Kaki Calderon bergerak gusar, membuat beberapa orang yang ada di sana menatap heran Tuan mereka.

Sejak kejadian malam itu, Calderon tampak tidak tenang seakan baru saja melakukan aksi penghilangan nyawa. Berkali-kali bawahannya memergoki Calderon termenung di taman belakang atau salah menandatangani berkas. Dia tampak kacau usai berita gagal menikah dengan Camelia terdengar ke seluruh penjuru rumah. Mereka pikir, Calderon patah hati karena kekasihnya selingkuh. Ah, tentu saja mereka juga tau mengenai fakta itu.

Padahal, Calderon sama sekali tidak peduli dengan Camelia dan pernikahan yang batal. Dia tidak punya waktu untuk memikirkan perempuan yang telah mengkhianatinya. Beberapa hari yang lalu, rumah yang Calderon berikan untuk Camelia bahkan sudah dia bakar. Perempuan tidak tahu malu itu mesti diberi pelajaran. Dia harus tau dengan siapa dia berurusan.
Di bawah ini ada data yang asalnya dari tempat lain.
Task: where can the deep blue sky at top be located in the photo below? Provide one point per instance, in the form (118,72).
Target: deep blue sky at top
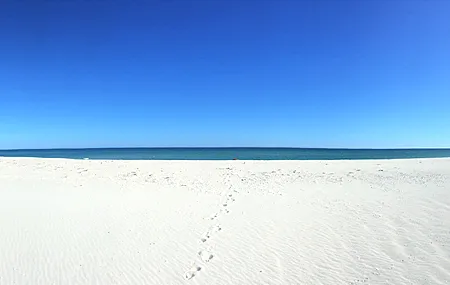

Yang menjadi beban pikiran Calderon adalah gadis bermata biru yang dia tiduri pada malam itu. Entah pelet seperti apa yang gadis itu miliki, bayang-bayang gadis itu akhir-akhir ini memenuhi kepalanya. Calderon tidak lagi memperoleh ketenangan. Rasanya tidak ada lagi kenyamanan untuk beraktivitas seperti biasa. Sepertinya Calderon harus bertemu dengan perempuan itu. Dia harus memastikan bahwa perempuan itu baik-baik saja usai kejadian itu. Meski presentasenya hanya sekitar 1 persen.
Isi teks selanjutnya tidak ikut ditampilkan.